Prof. Boris Rogelj
Dept. of Biotechnology, Jožef Stefan Institute, Ljubljana, Slovenia
Biomedical Research Institute BRIS, Ljubljana, Slovenia
Faculty of Pharmacy, University of Ljubljana, Slovenia
RNA binding proteins and protein binding RNAs in ALS and FTLD
Amyotrophic lateral sclerosis (ALS) and frontotemporal lobar degeneration (FTLD)

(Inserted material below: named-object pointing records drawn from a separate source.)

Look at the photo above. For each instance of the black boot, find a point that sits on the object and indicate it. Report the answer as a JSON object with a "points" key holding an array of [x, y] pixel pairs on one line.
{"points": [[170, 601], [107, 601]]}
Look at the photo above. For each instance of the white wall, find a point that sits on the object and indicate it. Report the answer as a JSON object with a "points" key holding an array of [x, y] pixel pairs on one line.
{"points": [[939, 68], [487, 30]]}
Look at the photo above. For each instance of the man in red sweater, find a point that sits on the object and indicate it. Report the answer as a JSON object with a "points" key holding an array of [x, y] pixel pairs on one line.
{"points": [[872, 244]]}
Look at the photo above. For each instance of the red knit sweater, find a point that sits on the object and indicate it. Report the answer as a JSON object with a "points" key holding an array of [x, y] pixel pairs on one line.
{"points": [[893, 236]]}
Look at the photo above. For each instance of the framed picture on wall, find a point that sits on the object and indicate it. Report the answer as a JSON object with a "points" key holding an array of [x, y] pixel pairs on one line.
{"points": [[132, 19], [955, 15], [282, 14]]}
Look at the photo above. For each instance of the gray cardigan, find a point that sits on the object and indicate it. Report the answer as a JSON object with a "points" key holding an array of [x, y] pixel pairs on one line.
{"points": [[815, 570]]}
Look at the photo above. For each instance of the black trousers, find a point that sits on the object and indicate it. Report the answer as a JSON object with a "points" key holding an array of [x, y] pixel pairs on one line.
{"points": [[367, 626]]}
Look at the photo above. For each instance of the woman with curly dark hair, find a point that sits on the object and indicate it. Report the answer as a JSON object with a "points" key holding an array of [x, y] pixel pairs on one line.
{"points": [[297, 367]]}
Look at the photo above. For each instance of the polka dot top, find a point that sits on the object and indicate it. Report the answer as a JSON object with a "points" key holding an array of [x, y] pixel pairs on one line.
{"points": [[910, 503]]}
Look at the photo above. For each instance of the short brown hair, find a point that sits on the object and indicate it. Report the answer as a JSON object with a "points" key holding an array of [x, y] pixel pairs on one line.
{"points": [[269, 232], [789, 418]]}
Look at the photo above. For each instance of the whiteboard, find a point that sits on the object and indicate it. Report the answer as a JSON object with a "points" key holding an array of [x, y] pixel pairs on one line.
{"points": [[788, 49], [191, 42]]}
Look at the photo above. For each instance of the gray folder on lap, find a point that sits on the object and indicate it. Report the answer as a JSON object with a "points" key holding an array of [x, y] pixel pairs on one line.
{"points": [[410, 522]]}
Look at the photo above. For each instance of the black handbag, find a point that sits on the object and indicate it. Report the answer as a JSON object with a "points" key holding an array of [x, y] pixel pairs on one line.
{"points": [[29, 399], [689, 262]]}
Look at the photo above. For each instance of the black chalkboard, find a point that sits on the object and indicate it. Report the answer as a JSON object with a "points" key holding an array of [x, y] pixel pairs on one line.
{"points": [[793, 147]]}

are devastating neurodegenerative diseases that form two ends of a complex disease
spectrum. Aggregation of RNA binding proteins TDP-43 and to a lesser extent FUS is
one of the hallmark pathological features of ALS and FTDL, and suggests
perturbance of the RNA metabolism in their aetiology. In 95% of all ALS and 60% of
FTLD patients the aggregating protein is TDP-43, thus defining the major part of the
disease spectrum as TDP-43 proteinopathies. However, only a very small percent of
aggregation is caused by TDP-43 mutations. ‘FUSopaties’ are less common with
mutant FUS aggregation associated with ~ 5% ALS and wildtype accumulation in 510% of FTLD. Functional and pathogenomic similarities between TDP-43 and FUS
point to a crucial pathogenic pathway potentially involving RNA processing and
transport. The disease importance of RNA related upstream processes has recently
been further substantiated with association of the GGGGCC expanded repeat
mutation in C9orf72 with ALS/FTLD. The main questions in the field are what makes
wild-type or mutated TDP-43 or FUS aggregate in ALS and FTLD and what is the
role of perturbed RNA metabolism in these diseases.